I see Melt.  I walk in.  I set my cup on the counter.  The young French man who owns the shop comes over to me and says hello (auf Deutsch).  ’Hi!” I chirp (in American), it comes out a little loud, perhaps a bit black labrador seeing it’s about to be taken out for a walk.  There’s a split second where he realizes I don’t know what I want yet, there is a flicker of annoyance, perhaps it’s his nostrils that flare.  All of a sudden I am back in Paris, where this kind of subtle jousting between customer and shop owner is a given.  It’s not rudeness, no it’s more elusive.  It’s a weighing up that takes place in a matter of - well in a second, where they decide how they will interact with you.  Possible categories include, like a piece of gum lodged in the grooves of their shoe, like an imbecile, like you are a C. Deneuve - although it goes without saying that the last one almost never happens.  I take a few moments to reminisce about my University days in Paris.  He tidies.  He has that clipped walk that I remember so well.
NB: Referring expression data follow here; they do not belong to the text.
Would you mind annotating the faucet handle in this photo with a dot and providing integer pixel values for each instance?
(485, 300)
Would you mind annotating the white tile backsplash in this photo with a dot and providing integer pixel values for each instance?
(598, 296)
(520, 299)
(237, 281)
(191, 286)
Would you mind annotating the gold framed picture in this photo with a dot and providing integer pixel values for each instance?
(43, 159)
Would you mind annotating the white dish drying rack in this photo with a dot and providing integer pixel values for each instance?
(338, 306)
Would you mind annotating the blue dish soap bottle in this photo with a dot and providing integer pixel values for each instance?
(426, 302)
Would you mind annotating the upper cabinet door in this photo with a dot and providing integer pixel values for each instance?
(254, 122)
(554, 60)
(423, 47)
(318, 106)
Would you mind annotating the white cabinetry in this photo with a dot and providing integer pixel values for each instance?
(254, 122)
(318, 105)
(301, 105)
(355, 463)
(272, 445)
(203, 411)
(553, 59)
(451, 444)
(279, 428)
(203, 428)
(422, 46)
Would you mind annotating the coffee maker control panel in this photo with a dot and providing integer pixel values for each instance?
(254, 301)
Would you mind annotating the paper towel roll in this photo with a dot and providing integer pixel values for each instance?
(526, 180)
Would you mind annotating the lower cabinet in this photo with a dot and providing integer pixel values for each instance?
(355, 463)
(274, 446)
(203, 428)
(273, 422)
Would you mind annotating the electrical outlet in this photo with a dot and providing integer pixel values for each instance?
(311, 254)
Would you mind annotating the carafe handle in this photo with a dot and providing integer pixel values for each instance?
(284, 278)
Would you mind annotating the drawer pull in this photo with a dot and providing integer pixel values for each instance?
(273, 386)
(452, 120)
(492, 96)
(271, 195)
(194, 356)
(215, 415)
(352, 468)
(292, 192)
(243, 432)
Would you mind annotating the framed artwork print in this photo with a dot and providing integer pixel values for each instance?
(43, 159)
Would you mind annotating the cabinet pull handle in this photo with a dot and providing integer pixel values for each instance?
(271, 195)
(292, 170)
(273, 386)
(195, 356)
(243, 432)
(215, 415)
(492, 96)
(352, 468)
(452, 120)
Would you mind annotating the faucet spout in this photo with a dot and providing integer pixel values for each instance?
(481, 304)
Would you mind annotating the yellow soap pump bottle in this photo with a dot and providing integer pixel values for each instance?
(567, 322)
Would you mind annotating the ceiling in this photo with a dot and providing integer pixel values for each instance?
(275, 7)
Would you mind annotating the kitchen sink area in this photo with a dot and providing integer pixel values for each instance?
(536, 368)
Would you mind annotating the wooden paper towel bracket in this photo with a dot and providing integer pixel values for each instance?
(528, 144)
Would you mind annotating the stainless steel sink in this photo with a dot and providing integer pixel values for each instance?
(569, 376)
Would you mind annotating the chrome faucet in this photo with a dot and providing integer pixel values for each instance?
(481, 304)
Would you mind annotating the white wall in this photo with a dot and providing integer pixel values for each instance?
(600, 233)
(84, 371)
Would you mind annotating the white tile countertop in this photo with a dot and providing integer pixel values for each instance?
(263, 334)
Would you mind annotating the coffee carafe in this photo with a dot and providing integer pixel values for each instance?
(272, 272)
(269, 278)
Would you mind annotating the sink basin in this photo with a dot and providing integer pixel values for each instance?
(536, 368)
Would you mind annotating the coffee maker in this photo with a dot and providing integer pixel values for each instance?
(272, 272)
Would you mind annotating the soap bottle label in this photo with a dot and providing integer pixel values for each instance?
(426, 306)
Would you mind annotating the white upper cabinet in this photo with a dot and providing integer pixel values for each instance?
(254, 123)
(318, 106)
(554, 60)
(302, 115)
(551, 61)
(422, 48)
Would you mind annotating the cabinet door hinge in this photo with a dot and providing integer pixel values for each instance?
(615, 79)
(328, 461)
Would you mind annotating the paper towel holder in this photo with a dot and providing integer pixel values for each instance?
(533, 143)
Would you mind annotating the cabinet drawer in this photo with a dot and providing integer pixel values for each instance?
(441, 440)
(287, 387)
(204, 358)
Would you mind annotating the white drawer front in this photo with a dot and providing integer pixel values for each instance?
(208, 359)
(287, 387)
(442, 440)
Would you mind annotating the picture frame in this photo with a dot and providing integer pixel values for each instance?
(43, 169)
I get his attention and order in French.  A galette with Emmental, ham and egg.  And I ask him to throw away my cappuccino and order a cappuccino.
“It’s full?” he inquires.
“You didn’t like it?”
“No.”  I throw down my gauntlet.
“You will like ours.’ he picks it up, dusts it off and hands it back with chin held high.Alrighty then, how I miss the psychological finesses of Paris.  Well, sometimes, when I’m being romantic about it and because I don’t live there anymore.
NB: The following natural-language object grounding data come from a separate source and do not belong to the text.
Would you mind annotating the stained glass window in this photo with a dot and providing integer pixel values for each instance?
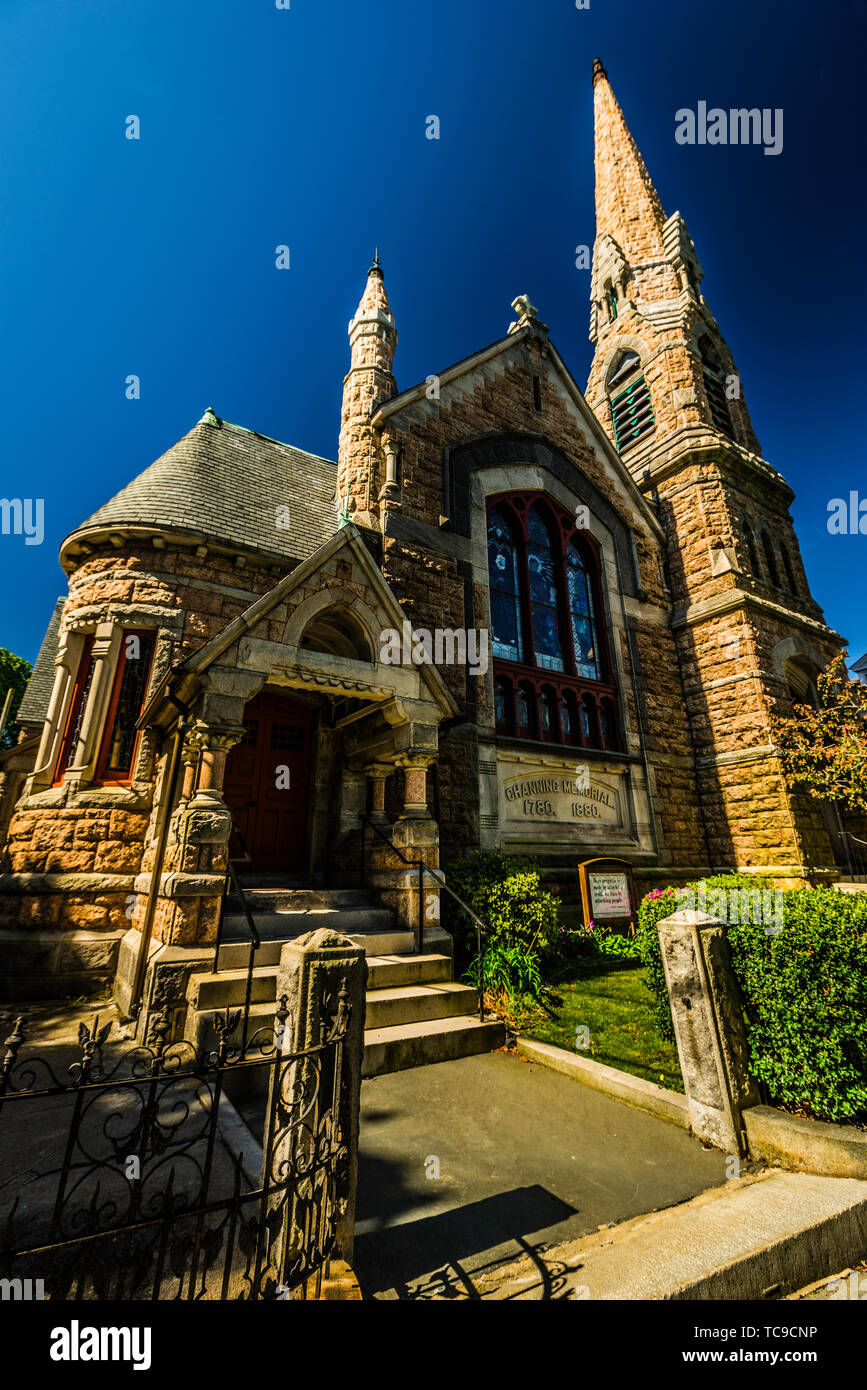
(81, 691)
(523, 708)
(506, 640)
(566, 716)
(581, 615)
(131, 683)
(543, 594)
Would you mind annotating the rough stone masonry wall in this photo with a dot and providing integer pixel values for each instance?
(91, 843)
(192, 849)
(430, 585)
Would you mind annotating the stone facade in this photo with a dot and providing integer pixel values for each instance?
(261, 570)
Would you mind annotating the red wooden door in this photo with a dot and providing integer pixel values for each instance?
(274, 752)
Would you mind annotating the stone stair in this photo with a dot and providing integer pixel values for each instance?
(416, 1012)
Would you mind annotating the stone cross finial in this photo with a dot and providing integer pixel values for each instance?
(523, 306)
(530, 316)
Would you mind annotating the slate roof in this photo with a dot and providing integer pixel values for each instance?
(38, 692)
(224, 483)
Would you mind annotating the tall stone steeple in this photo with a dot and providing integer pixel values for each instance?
(667, 391)
(627, 203)
(373, 339)
(646, 287)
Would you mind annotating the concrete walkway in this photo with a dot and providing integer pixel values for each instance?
(473, 1164)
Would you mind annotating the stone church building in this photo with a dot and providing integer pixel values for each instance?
(609, 578)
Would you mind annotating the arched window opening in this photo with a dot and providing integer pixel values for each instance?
(543, 598)
(548, 626)
(338, 633)
(771, 559)
(801, 681)
(607, 723)
(548, 713)
(787, 565)
(524, 706)
(631, 406)
(621, 369)
(568, 722)
(581, 615)
(589, 722)
(502, 704)
(714, 387)
(75, 715)
(506, 637)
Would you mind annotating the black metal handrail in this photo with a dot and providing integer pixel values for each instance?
(481, 927)
(231, 877)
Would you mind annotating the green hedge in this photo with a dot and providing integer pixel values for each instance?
(805, 990)
(521, 916)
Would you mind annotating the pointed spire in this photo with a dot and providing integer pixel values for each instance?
(627, 203)
(373, 339)
(374, 307)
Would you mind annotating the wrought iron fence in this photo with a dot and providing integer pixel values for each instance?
(118, 1183)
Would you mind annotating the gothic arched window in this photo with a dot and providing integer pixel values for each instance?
(506, 637)
(552, 672)
(787, 565)
(752, 551)
(714, 388)
(543, 598)
(630, 395)
(767, 545)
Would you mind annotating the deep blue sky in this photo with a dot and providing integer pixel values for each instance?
(307, 127)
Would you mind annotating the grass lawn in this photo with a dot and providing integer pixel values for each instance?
(616, 1008)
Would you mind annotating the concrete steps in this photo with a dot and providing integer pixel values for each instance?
(417, 1044)
(414, 1011)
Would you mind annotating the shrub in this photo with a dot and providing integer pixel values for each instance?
(805, 991)
(520, 915)
(613, 944)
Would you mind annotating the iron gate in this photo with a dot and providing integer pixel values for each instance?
(135, 1193)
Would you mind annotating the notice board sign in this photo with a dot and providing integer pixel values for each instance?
(607, 894)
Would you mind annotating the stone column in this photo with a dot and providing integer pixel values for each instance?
(413, 895)
(391, 488)
(318, 975)
(104, 655)
(709, 1027)
(189, 756)
(416, 784)
(378, 774)
(196, 859)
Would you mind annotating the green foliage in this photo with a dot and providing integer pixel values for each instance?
(507, 972)
(613, 945)
(521, 920)
(14, 672)
(805, 990)
(824, 751)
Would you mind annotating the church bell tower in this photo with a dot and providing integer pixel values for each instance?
(667, 391)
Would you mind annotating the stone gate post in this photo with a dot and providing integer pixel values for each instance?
(707, 1015)
(313, 972)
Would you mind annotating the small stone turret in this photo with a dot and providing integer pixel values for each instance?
(373, 339)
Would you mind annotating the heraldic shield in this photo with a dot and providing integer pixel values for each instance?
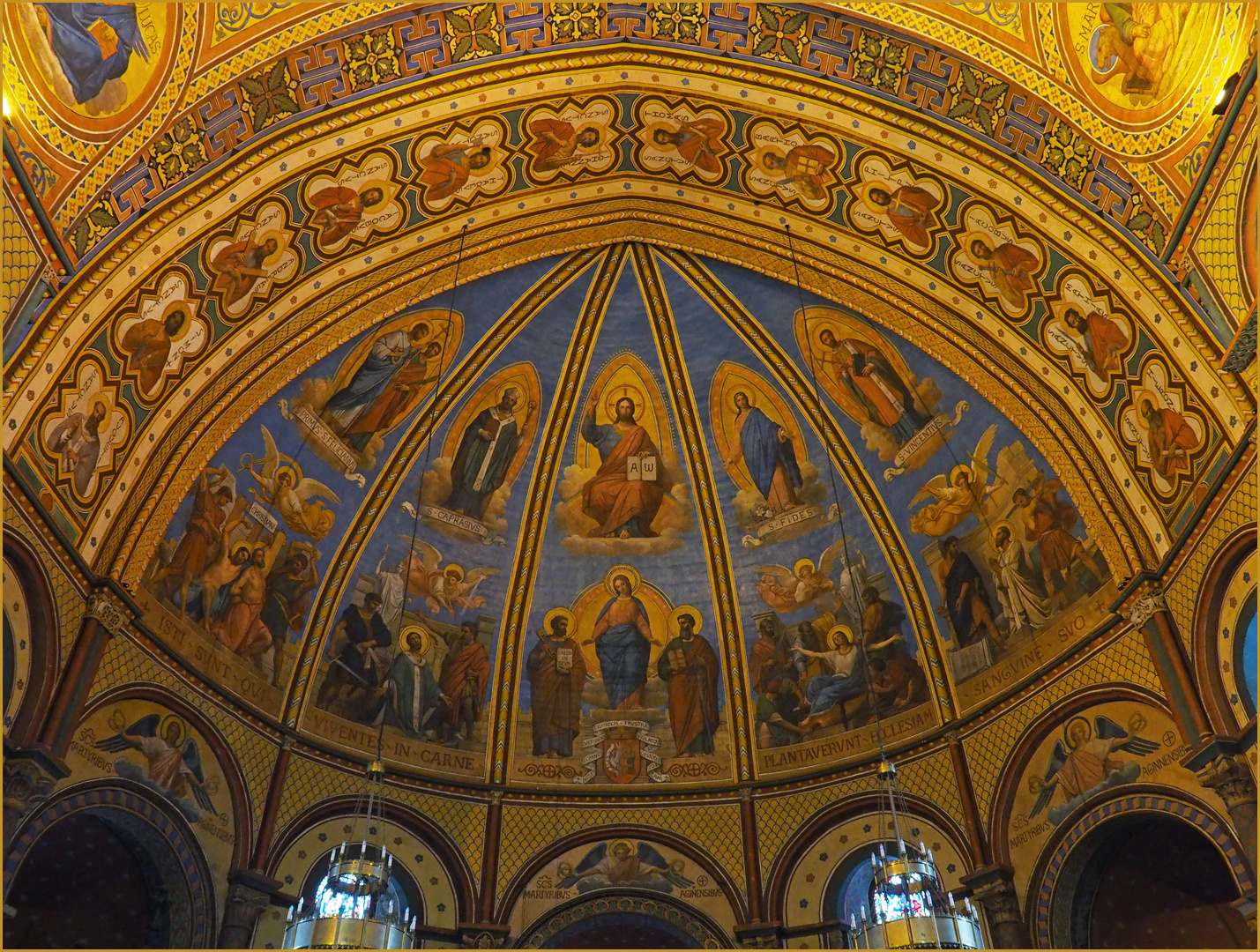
(622, 760)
He makes me a coffee with a perfect micro-foam and pours it into the smallest cappuccino cup I’ve seen for some time, which makes me glad, I hate too much warm milk sloshing around in my stomach.
“Caramel?” He asks.
“No.” I think of Starbucks, chai, caramel, sickly stickiness.
I doubt my decision instantly. ”Ok, maybe a bit.”
“It’s French caramel not too sweet, not like the American kind.” clearly a small slap in the face with the afore-mentioned gauntlet, just to keep me on my tippy toes, because he thinks I’m American.  He pours out a curly cue and it’s not too sweet, I enjoy my coffee.I also enjoy my galette, cooked for me by a young English girl with black nail polish, made with Treblec buckwheat flour.  I see the effort that goes into every galette or crepe that she makes.  The man next to me orders an apple crepe.  She makes it, shapes it into a pentagon, fills a metal ring with baked apple, swipes across it with slashes of caramel and then takes a Physalis, opens up its papery skin, and twists it on top, like a jaunty quiff.  The man next to me eats it very fast.

That story you just read, it is possible that I imagined that whole thing and in reality; girl walked in, ordered a coffee and a crepe, she got it, she ate it, she paid for it and she went on her way.  But who would want to read that?

In other news, I made these peanut butter and chocolate chip cookies that I read about over on Orangette.  They are…delicious.  If you have any kind of Reese’s Peanut Butter Cups leanings, this will be your thing.  

Melt, “Eat Crepes not Crap”
Grünbergerstr. 40
Mon, Wed - Thurs: 8:00 - 20:00
Tuesday: closed
Fri: 8:00 - 0:00
Sat - Sun: 9:00 - 20:00

Factory Girl
Krossener Straße 16
030 2977 0225

4 Responses to Melt, Galettes & Crêpes, Friedrichshain

  1. ceciliag says:

    GREAT! and I love that you bought a coffee that you did not like and then took it into the next place and plunked it down and said get rid of it! .. or did you.. mmm..nice cookies! c

  2. Sasa says:

    I’m sort of yelping and snorting - your writing is getting more and more hilarious…Or I could be getting a little hysterical here in study hell. No, I think the first thing.